Synergy Between The 21st Century Cures Act And The Joint Commission Eating Disorder Standards
With the potential for increased coverage of eating disorder treatment through parity clarification and appropriate federal regulations (via rulemaking for the 21st Century Cures Act), there will be a burgeoning interest in quality performance from regulators, payers, and the public. However, there will also be the need to counter-incentivize plans and providers to not drop beneficiaries with risk or history of an eating disorder. Building upon these standards and potential subsequent measures would be the most efficient process to undertake for both public and private insurance providers, as well as government regulators, given the resources that have already gone into their development.
Therefore, the appropriateness of the rulemaking process at the federal level has the potential to strengthen the impact that these standards can have in every state. Moreover, appropriate adoption, enforcement, and measurement of these standards will help make sure that individuals are gaining access to high-quality, as opposed to inadequate or even harmful, care. Indeed, one might argue that it would be unethical to widen access to services for which there were not appropriate safeguards in place to monitor quality. However, just as clarifying parity in the rulemaking phase for the 21st Century Cures Act will not solve all problems in access to eating disorder care, neither will the Joint Commission standards; but both of these mechanisms of change are excellent and complementary starting points.
This is an exciting time for those who have been in the trenches trying to push forward eating disorder policies, as this hard work has been bearing fruit. Nevertheless, much work remains at provisioning accessible and high-quality eating disorder care, especially as we prepare for Senate action on the American Health Care Act. As has been covered extensively, the AHCA would have a host of negative consequences on behavioral health care. However, parity (in some form) will remain, even if destabilized by contractions in coverage.
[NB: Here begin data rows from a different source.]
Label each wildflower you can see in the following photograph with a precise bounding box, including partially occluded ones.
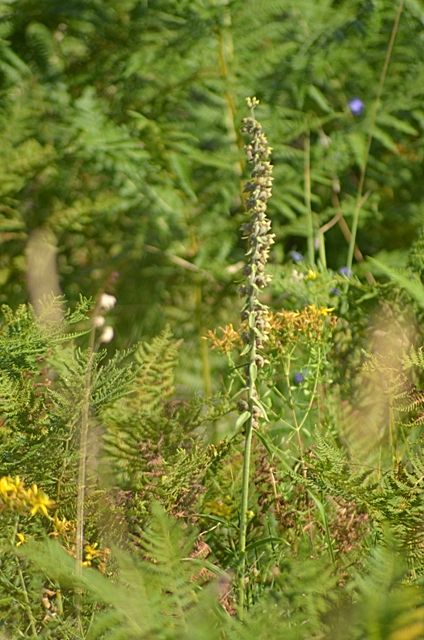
[49,514,75,538]
[291,269,305,282]
[16,531,27,547]
[347,97,365,116]
[289,251,303,263]
[308,304,334,316]
[99,293,116,311]
[240,98,274,429]
[100,326,114,344]
[0,476,19,497]
[206,323,241,353]
[306,269,318,280]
Moreover, the Joint Commission quality standards will not be impacted by the AHCA, although their immediate-term impact could be diminished. Therefore, the advancements that have been made can be built upon—but eating disorder advocates, policy makers, and researchers will have to continue to be resilient and focused during these uncertain times.
I would like to thank Drs. Bryn Austin and Meredith Rosenthal of Harvard University for their review of an earlier draft and helpful feedback.